I don't have a good answer, but saying "Twitter is a private company, so they can do what they want" while ignoring federal subsidies to their means of communicating, is, at the most charitable, foolish. Also they are clearly engaged in interstate commerce. And even economic relations with foreign powers. So there are lots of arguments for regulating them, and a lot of arguments against doing so. Every simple answer I've looked at is clearly wrong, and most complex arguments seem at best dubious. I haven't seen a single one that looks like a net social positive. As for arguing what the current laws are, if the laws were actually enforced most employees of Twitter and all of management would be in jail. I think most of them are guilty of serious felonies (but I'm not exactly sure which crimes count as serious felonies, so I can't be certain).
They won't be enforced. They certainly haven't been for multiple decades. And they were never intended to be enforces against "our people".
Javascript is what you use to allow unknown third parties to run software you have no idea about on your computer.

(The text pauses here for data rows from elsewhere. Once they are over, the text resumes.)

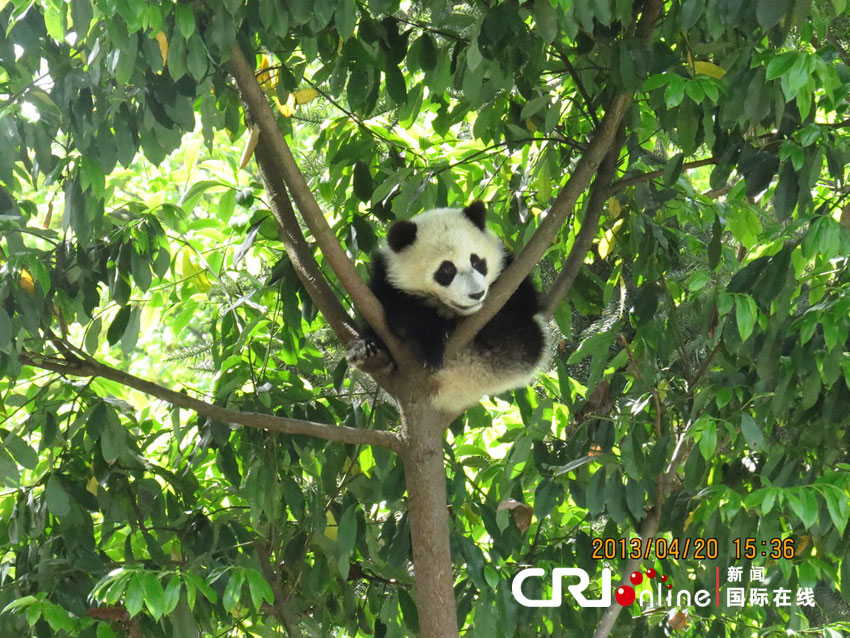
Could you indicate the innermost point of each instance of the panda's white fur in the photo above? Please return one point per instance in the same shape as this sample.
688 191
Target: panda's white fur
431 272
444 234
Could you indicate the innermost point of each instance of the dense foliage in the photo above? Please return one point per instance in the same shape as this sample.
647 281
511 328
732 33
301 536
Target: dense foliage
701 370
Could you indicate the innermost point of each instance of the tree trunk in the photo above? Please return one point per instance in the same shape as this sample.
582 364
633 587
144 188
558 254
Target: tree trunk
425 476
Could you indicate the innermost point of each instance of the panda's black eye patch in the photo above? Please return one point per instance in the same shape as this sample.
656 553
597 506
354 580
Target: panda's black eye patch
445 273
479 264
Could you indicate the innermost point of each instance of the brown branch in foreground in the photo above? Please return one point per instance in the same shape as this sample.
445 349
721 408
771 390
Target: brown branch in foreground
589 225
298 250
647 532
645 177
564 204
561 208
89 367
263 116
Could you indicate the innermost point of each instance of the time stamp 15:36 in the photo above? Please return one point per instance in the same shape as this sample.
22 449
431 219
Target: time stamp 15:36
690 548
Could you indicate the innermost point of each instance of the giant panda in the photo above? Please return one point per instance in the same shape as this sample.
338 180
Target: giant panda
432 271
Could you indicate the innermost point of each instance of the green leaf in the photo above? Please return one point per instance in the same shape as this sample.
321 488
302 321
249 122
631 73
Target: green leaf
118 325
56 497
233 589
408 611
23 453
196 58
804 504
134 597
113 440
546 496
752 432
770 12
185 19
19 603
708 439
363 186
258 587
154 594
746 313
780 65
171 595
786 192
545 21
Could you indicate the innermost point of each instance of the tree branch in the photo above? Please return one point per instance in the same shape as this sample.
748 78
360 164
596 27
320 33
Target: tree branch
88 367
645 177
561 208
589 225
263 116
564 204
298 250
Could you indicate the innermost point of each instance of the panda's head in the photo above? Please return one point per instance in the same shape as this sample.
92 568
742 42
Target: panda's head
446 256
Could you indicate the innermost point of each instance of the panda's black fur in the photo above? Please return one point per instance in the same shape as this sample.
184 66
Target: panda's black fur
431 272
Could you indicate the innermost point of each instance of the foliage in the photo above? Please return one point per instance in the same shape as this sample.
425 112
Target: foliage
707 335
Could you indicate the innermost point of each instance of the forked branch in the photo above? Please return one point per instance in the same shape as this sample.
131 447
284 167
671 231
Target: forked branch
298 249
563 205
364 301
84 366
585 235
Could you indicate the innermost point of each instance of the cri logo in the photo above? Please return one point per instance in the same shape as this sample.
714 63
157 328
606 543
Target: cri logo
624 595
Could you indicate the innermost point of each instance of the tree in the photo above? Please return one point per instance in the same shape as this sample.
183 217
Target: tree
676 170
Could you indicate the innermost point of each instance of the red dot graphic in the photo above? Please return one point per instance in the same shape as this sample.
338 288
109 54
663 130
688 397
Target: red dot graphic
625 595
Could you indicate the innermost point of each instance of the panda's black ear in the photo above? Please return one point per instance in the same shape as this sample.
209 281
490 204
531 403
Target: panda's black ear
476 212
401 235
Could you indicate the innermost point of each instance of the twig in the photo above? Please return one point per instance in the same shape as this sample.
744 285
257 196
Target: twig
89 367
645 177
563 205
298 250
584 238
362 298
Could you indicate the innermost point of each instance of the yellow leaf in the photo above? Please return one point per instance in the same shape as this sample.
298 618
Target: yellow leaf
248 151
605 244
163 47
26 281
331 528
709 69
267 78
286 109
305 95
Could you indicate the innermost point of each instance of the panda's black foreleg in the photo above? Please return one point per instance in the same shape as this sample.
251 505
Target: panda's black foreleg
369 354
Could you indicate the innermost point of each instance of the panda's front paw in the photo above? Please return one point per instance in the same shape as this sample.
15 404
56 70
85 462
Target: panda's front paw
369 356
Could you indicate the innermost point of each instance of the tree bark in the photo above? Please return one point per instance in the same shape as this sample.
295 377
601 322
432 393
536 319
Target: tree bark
425 476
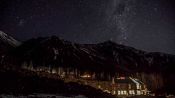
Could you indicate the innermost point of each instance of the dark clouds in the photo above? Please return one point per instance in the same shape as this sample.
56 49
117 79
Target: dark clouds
143 24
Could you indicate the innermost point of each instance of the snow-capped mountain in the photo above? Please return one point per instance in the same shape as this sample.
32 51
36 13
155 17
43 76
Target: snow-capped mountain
8 39
107 57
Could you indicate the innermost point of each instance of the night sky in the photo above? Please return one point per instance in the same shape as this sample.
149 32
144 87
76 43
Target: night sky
143 24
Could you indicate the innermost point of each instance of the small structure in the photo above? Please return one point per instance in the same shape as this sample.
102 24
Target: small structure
127 86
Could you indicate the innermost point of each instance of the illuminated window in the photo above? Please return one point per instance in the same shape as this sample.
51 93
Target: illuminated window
131 92
114 92
124 92
138 92
119 93
129 86
138 86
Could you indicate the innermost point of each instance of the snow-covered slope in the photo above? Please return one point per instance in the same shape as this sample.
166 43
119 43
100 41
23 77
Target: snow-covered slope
8 39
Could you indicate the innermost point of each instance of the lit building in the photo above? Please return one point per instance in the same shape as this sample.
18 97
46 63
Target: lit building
127 86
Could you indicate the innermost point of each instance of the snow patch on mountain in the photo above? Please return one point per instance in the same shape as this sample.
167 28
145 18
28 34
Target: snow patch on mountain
8 39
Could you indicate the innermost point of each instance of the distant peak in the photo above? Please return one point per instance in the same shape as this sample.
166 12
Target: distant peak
8 39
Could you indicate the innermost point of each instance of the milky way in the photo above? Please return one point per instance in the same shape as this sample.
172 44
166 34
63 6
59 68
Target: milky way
144 24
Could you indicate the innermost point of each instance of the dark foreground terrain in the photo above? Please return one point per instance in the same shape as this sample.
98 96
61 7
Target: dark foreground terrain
25 83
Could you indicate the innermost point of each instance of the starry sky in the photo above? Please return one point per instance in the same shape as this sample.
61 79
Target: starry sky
143 24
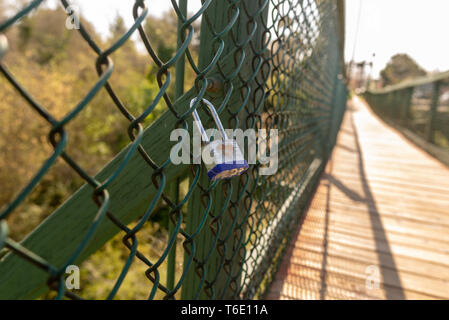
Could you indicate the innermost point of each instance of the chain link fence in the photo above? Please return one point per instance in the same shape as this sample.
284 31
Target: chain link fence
264 65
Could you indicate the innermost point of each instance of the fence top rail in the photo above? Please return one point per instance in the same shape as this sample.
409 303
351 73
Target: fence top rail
443 76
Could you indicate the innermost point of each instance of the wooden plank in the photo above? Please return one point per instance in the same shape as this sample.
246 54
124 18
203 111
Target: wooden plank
339 237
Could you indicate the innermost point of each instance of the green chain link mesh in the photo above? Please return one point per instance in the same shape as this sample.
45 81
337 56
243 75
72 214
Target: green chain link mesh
279 66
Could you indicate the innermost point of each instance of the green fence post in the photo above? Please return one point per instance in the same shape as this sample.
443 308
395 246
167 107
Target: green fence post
408 93
213 269
433 111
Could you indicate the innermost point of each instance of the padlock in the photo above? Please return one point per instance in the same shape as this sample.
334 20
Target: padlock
223 157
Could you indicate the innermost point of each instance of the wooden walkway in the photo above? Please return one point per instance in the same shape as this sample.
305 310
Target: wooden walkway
378 225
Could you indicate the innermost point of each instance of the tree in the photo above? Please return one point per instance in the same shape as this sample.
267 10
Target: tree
400 68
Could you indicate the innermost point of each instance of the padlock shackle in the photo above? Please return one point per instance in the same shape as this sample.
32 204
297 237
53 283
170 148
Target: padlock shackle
215 116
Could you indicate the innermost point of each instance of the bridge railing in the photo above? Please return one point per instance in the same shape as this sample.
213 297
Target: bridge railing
420 109
274 65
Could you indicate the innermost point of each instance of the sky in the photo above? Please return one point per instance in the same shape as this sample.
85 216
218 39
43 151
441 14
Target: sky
386 27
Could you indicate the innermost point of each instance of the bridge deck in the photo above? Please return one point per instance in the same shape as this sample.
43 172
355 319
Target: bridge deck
381 212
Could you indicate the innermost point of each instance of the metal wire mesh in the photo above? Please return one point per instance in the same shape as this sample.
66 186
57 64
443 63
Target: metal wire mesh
420 106
277 65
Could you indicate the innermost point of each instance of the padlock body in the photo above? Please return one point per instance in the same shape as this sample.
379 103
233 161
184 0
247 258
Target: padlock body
223 159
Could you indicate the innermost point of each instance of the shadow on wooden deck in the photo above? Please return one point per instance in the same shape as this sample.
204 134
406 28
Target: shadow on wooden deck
363 236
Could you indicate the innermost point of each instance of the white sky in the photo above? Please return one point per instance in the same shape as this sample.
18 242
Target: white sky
387 27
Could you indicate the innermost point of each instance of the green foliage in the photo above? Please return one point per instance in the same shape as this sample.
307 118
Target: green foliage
58 68
400 68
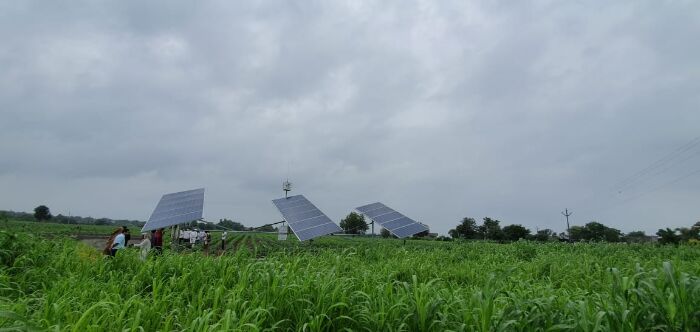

(Score: 0) by Anonymous Coward on Friday January 26 2018, @03:58AM
It takes at least the threat of violence to enforce censorship. Sure we can let them draw first blood. But then, we must give them a war they won't believe. Remember what Goldwater said: *Extremism in the defense of liberty is not a vice, and moderation in the pursuit of justice is no virtue!* Words to live by. We never acquired our rights through submission to authority. We must make authority serve to protect our rights.